The German national received two life sentences for viciously stabbing the Haysoms.
Soering was dating the Haysoms’ daughter, Elizabeth, at the time. They were U.Va. students when the slayings occurred. Elizabeth Haysom was convicted for conspiracy and is serving a 90-year sentence.
Shortly before his term ended, then-Gov. Tim Kaine (D) quietly gave the feds consent for Soering to be transferred back to Germany.
The governor’s office never publicized the move and never offered a defense to reporters.
When news of the move hit Republicans, they hit the roof.
Which brings us to today’s motion.
Bell — a former prosecutor — spoke on the House floor, asking lawmakers to join his plea to keep Soering in Virginia.
“This is a grotesque miscarriage of justice,” Bell said. “If there’s anybody who shouldn’t be released, it’s this man.”
Bell said Soering’s powerful family in Germany played a role in Kaine’s decision.
“Only one person got this special treatment,” the delegate said. “It’s entirely because of his special connections and his wealth.”
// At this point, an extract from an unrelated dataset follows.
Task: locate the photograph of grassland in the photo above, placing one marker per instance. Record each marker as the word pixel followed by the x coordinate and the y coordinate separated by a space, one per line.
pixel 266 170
He urged lawmakers from both sides of the aisle to join in the petition.
“[Soering] is trying to make a game of this,” Bell said. “Please do not let him win.”
Del. David Englin (D-Arlington) agreed.
“It does make a mockery of the system,” he said. “This individual should never see the light of day.”
At the end of Friday’s floor session, Bell had 50 colleagues sign his letter.
Gov. Bob McDonnell (R) has reversed Kaine’s decision, and informed the U.S. Justice Department that Virginia has revoked its consent to transfer.
A decision on the matter could come in the next few weeks.